= 1972 Taroom explosion =

1972 explosion of ammonium nitrate in Taroom, Australia

The 1972 Taroom explosion occurred after a truck carrying ammonium nitrate, an explosive and fertilizer, caught fire on 30 August 1972 near Taroom, Central Queensland, Australia. The explosion, on the Fitzroy Developmental Road near Stonecroft Station, 90 kilometres north-west of Taroom, killed three men.

==Summary==
Ronald Holzberger, a 25-year-old truck driver, had left East Botany on 28 August 1972 with a 21 tonne (23 tons) load of Nitropril, Imperial Chemical Industries' brand of a porous type of ammonium nitrate. Used extensively as an explosive in open-cut mining, the load was destined for the Goonyella coalfields.

His younger brother Bill Holzberger was driving another truck, loaded with 11 tonnes (12 tons) of the same chemical.

However, upon reaching Taroom, the two brothers decided to swap vehicles after Bill Holzberger had complained about his truck becoming difficult to operate due to electrical issues. Bill Holzberger, now driving the heavier load, then continued on ahead of his brother who was now driving behind with the 11 tonne load.

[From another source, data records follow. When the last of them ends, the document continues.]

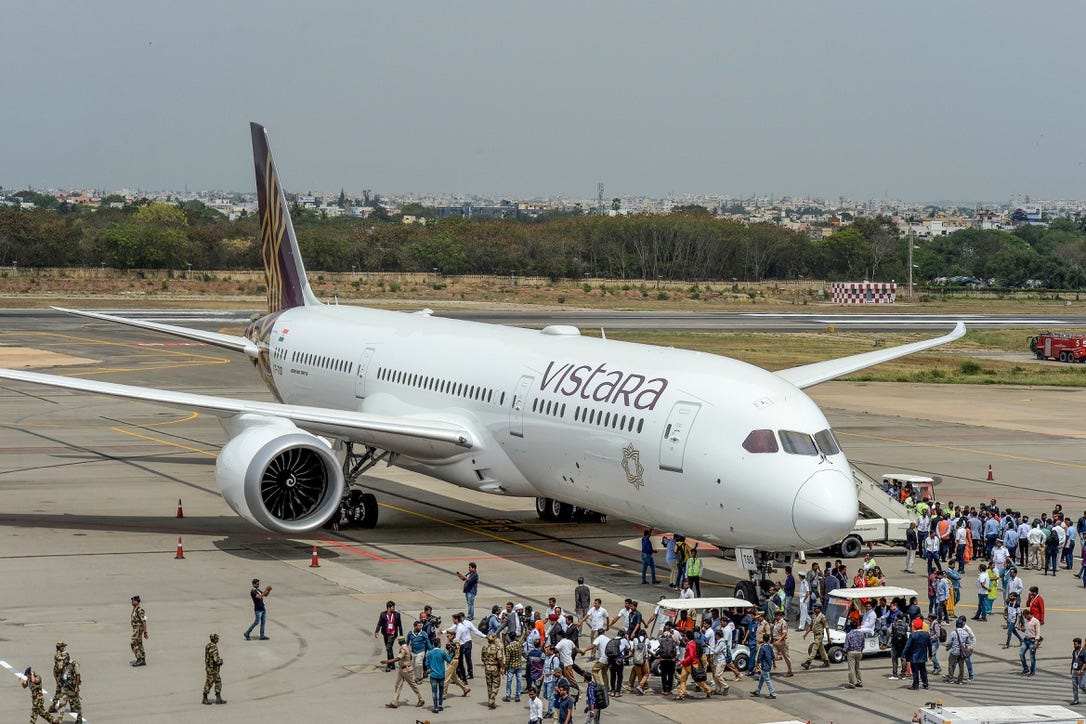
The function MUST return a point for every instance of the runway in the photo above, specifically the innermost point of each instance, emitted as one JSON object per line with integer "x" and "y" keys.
{"x": 90, "y": 488}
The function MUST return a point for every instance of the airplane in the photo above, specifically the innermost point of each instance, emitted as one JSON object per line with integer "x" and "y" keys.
{"x": 676, "y": 440}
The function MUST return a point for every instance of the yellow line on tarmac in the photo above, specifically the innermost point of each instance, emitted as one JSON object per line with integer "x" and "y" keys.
{"x": 165, "y": 442}
{"x": 989, "y": 454}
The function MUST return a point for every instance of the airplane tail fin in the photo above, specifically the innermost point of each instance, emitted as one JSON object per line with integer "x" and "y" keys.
{"x": 283, "y": 274}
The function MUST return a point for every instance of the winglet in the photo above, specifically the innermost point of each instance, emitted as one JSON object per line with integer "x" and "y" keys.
{"x": 811, "y": 375}
{"x": 283, "y": 274}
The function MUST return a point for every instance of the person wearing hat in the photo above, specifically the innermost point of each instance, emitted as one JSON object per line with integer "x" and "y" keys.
{"x": 405, "y": 673}
{"x": 818, "y": 626}
{"x": 780, "y": 638}
{"x": 213, "y": 662}
{"x": 60, "y": 661}
{"x": 139, "y": 632}
{"x": 260, "y": 610}
{"x": 33, "y": 682}
{"x": 916, "y": 652}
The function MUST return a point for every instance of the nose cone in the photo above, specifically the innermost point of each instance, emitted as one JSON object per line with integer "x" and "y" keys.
{"x": 825, "y": 508}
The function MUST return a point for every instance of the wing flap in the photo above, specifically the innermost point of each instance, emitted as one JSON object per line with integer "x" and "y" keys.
{"x": 415, "y": 437}
{"x": 807, "y": 376}
{"x": 216, "y": 339}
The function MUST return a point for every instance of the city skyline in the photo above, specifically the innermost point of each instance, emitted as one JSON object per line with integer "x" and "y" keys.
{"x": 961, "y": 103}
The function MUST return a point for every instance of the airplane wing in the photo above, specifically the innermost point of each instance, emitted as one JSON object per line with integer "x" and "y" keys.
{"x": 806, "y": 376}
{"x": 216, "y": 339}
{"x": 415, "y": 437}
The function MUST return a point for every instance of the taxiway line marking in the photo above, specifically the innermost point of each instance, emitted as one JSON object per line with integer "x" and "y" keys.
{"x": 954, "y": 448}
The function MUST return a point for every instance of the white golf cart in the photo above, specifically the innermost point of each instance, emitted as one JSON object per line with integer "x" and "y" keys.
{"x": 667, "y": 609}
{"x": 836, "y": 614}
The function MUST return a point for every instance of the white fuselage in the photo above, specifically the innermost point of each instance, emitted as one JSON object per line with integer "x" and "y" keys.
{"x": 649, "y": 434}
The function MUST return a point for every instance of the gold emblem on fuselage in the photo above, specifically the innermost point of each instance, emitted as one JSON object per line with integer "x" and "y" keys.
{"x": 632, "y": 467}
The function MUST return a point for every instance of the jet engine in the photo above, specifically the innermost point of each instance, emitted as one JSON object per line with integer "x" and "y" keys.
{"x": 279, "y": 477}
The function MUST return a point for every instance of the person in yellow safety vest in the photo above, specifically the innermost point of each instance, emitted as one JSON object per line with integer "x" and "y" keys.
{"x": 694, "y": 572}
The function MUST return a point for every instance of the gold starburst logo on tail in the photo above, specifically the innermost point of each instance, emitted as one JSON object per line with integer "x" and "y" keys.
{"x": 632, "y": 467}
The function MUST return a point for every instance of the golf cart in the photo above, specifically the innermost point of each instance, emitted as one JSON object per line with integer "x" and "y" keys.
{"x": 667, "y": 609}
{"x": 836, "y": 614}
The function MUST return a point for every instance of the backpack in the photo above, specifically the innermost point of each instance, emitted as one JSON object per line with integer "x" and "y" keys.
{"x": 668, "y": 648}
{"x": 614, "y": 650}
{"x": 603, "y": 697}
{"x": 899, "y": 630}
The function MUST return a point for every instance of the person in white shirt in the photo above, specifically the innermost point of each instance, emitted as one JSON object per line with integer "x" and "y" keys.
{"x": 596, "y": 617}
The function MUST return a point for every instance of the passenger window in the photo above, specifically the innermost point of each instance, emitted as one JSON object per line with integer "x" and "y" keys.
{"x": 760, "y": 441}
{"x": 797, "y": 443}
{"x": 826, "y": 443}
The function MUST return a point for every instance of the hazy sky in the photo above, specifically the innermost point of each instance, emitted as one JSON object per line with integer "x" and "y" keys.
{"x": 870, "y": 100}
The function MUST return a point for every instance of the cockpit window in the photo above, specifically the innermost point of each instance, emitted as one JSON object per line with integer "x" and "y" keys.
{"x": 826, "y": 443}
{"x": 760, "y": 441}
{"x": 797, "y": 443}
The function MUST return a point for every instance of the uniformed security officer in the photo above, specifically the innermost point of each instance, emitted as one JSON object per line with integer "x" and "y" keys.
{"x": 139, "y": 633}
{"x": 33, "y": 682}
{"x": 70, "y": 689}
{"x": 492, "y": 663}
{"x": 60, "y": 660}
{"x": 212, "y": 663}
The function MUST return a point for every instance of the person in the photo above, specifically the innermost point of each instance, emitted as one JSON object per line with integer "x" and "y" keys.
{"x": 1031, "y": 634}
{"x": 139, "y": 633}
{"x": 564, "y": 703}
{"x": 418, "y": 642}
{"x": 438, "y": 660}
{"x": 470, "y": 587}
{"x": 405, "y": 674}
{"x": 982, "y": 594}
{"x": 390, "y": 626}
{"x": 1077, "y": 670}
{"x": 1011, "y": 613}
{"x": 581, "y": 597}
{"x": 818, "y": 627}
{"x": 691, "y": 660}
{"x": 854, "y": 653}
{"x": 260, "y": 610}
{"x": 647, "y": 562}
{"x": 462, "y": 631}
{"x": 694, "y": 567}
{"x": 911, "y": 544}
{"x": 591, "y": 699}
{"x": 765, "y": 667}
{"x": 492, "y": 667}
{"x": 213, "y": 663}
{"x": 60, "y": 661}
{"x": 514, "y": 663}
{"x": 534, "y": 708}
{"x": 780, "y": 636}
{"x": 916, "y": 652}
{"x": 33, "y": 682}
{"x": 959, "y": 647}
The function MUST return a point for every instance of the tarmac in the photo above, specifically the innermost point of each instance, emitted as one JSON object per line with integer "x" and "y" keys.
{"x": 91, "y": 488}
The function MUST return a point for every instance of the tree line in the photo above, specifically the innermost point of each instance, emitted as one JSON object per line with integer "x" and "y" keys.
{"x": 689, "y": 244}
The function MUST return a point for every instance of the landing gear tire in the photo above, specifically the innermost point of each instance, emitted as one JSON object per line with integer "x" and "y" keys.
{"x": 746, "y": 591}
{"x": 562, "y": 512}
{"x": 850, "y": 547}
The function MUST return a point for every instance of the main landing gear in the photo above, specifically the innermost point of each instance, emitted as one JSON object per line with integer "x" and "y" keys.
{"x": 358, "y": 508}
{"x": 556, "y": 511}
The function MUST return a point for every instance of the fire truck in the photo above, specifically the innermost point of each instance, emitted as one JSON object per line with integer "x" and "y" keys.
{"x": 1053, "y": 345}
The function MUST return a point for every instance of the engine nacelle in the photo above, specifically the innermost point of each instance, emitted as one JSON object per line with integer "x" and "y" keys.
{"x": 279, "y": 477}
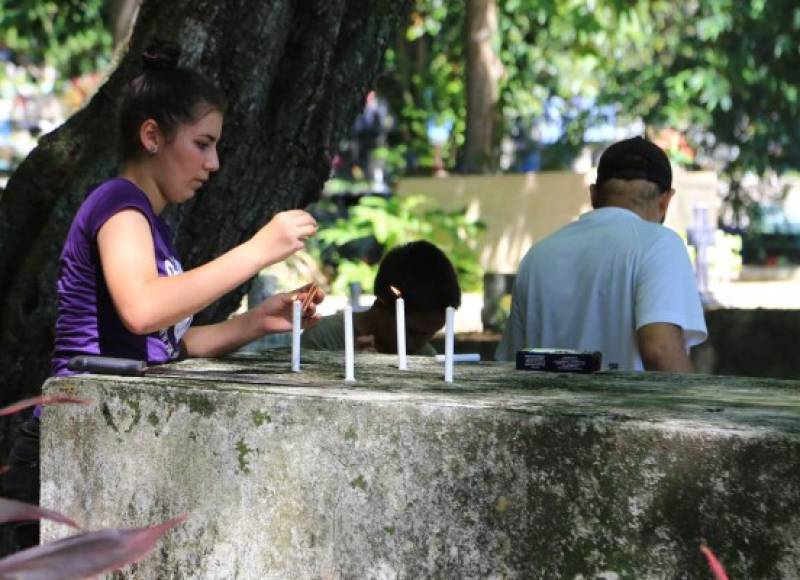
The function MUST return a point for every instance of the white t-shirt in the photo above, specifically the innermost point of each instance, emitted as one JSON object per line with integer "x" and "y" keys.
{"x": 592, "y": 284}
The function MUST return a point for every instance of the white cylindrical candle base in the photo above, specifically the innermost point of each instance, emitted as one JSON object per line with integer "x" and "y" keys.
{"x": 462, "y": 357}
{"x": 449, "y": 343}
{"x": 349, "y": 354}
{"x": 400, "y": 315}
{"x": 296, "y": 326}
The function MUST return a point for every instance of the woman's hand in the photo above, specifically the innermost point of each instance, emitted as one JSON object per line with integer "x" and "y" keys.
{"x": 286, "y": 233}
{"x": 275, "y": 313}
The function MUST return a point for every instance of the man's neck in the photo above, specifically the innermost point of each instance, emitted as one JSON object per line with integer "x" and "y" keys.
{"x": 646, "y": 212}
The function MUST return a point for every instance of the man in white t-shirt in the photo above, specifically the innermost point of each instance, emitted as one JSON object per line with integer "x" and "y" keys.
{"x": 615, "y": 280}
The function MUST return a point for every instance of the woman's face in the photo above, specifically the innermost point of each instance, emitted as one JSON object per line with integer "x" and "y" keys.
{"x": 186, "y": 162}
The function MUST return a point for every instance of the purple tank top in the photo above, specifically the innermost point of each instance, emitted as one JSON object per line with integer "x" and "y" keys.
{"x": 87, "y": 322}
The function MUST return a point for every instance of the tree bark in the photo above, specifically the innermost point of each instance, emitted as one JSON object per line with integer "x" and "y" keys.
{"x": 295, "y": 74}
{"x": 484, "y": 71}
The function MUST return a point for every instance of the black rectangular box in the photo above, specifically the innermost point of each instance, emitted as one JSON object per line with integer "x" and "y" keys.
{"x": 559, "y": 360}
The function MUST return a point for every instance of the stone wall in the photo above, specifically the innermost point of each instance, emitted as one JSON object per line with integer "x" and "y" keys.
{"x": 755, "y": 343}
{"x": 520, "y": 209}
{"x": 502, "y": 474}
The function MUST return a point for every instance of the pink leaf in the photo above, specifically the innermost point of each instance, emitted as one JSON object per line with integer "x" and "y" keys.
{"x": 41, "y": 400}
{"x": 17, "y": 511}
{"x": 86, "y": 555}
{"x": 716, "y": 568}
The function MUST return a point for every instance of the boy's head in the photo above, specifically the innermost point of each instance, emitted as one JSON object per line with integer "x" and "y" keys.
{"x": 427, "y": 282}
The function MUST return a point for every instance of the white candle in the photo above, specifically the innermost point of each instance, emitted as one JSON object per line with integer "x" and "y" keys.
{"x": 296, "y": 314}
{"x": 400, "y": 315}
{"x": 449, "y": 340}
{"x": 349, "y": 355}
{"x": 462, "y": 357}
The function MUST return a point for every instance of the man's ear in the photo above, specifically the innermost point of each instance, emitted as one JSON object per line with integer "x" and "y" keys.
{"x": 593, "y": 195}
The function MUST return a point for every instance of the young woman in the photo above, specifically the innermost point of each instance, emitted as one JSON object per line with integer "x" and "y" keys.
{"x": 121, "y": 289}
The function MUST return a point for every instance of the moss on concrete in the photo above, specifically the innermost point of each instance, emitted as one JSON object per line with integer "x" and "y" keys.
{"x": 501, "y": 473}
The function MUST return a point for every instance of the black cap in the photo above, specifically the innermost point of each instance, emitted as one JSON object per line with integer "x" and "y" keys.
{"x": 635, "y": 158}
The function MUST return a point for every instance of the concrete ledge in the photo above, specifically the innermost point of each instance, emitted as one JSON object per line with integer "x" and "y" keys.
{"x": 502, "y": 474}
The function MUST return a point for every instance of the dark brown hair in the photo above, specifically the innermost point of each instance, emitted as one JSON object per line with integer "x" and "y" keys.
{"x": 423, "y": 274}
{"x": 165, "y": 92}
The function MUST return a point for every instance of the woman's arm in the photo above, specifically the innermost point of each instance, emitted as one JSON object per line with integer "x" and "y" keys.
{"x": 147, "y": 302}
{"x": 273, "y": 315}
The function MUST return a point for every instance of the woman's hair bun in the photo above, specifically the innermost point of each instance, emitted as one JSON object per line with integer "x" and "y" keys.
{"x": 161, "y": 56}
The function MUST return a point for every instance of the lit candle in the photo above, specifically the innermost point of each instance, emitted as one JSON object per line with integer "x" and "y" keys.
{"x": 449, "y": 340}
{"x": 297, "y": 308}
{"x": 349, "y": 356}
{"x": 400, "y": 317}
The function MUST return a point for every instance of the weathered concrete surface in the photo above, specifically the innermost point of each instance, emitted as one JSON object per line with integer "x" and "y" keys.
{"x": 503, "y": 474}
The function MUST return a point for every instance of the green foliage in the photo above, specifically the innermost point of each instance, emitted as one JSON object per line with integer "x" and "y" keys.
{"x": 72, "y": 35}
{"x": 724, "y": 72}
{"x": 398, "y": 220}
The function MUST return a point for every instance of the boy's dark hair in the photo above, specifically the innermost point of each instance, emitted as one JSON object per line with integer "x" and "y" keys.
{"x": 169, "y": 94}
{"x": 424, "y": 276}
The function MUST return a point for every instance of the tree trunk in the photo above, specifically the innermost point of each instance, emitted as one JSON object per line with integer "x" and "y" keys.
{"x": 484, "y": 71}
{"x": 295, "y": 75}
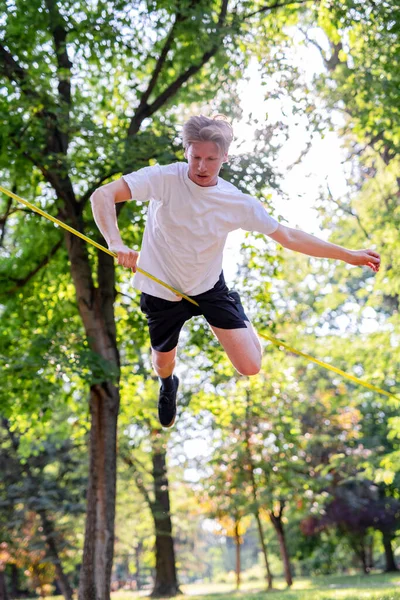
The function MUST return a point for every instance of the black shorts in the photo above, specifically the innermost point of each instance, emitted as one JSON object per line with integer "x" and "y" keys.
{"x": 221, "y": 308}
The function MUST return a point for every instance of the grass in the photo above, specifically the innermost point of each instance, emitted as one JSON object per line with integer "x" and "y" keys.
{"x": 345, "y": 587}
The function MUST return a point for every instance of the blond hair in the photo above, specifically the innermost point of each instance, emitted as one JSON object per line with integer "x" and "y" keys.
{"x": 203, "y": 129}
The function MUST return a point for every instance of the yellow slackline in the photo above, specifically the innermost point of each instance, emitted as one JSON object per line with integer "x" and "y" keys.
{"x": 89, "y": 241}
{"x": 267, "y": 337}
{"x": 326, "y": 365}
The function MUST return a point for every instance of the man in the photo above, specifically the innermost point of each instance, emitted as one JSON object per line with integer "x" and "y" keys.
{"x": 190, "y": 214}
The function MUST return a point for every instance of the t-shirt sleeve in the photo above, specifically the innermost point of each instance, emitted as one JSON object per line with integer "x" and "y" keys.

About an hour after continuing the journey, the truck Ronald Holzberger was driving caught fire. He pulled the burning truck over, parked it to the side of the road and salvaged some personal belongings.

Nearby, two brothers from Stonecroft Station, 20-year-old Evan Becker and 18-year-old Douglas Becker, saw the smoke from a distance and rode to the scene on their motorbikes to investigate and to render assistance.

Not realising the danger they were in, the three men were standing near the burning truck when the ammonium nitrate ignited and caused a massive explosion which was heard in the towns of Moura and Theodore where it shook houses.

The blast killed all three men and caused a crater in the road which measured two metres deep, five metres wide and 20 metres long.

The International TranStar truck cab and the trailer were completely destroyed and debris was scattered up to two kilometres away. The explosion also started a bushfire which burnt out over 800 hectares of land.

The deaths of the two brothers in the explosion was yet another hardship for the Becker family. Evan and Douglas Becker's two brothers Russell and Owen had suffered polio as children and their sister Kay had died as a child in 1951 after developing encephalitis.

==Legacy==
On 30 March 2013, a memorial was unveiled and dedicated in a ceremony held at the site of the explosion. It had been erected with the assistance of the Taroom Historical Society and Banana Shire Council and was dedicated by Heather Becker, a liturgical assistant at the Holy Trinity Church in Taroom.

The memorial site includes the truck's bullbar which was recovered 200 metres north of the blast site, which has been cemented in as part of the memorial.

The ceremony was attended by over 100 people including Bill Holzberger and members of the Becker family.

Another ammonium nitrate explosion, very reminiscent of the Taroom incident, occurred on 5 September 2014 at Angellala Creek on the Mitchell Highway near Wyandra, Queensland when another burning truck triggered another massive explosion. Some media reports mentioned the 1972 Taroom incident in their reporting of the 2014 explosion.

Both the Taroom and Wyandra incidents have been referenced by international media when reporting on ammonium nitrate disasters, such as the 2020 Beirut explosion.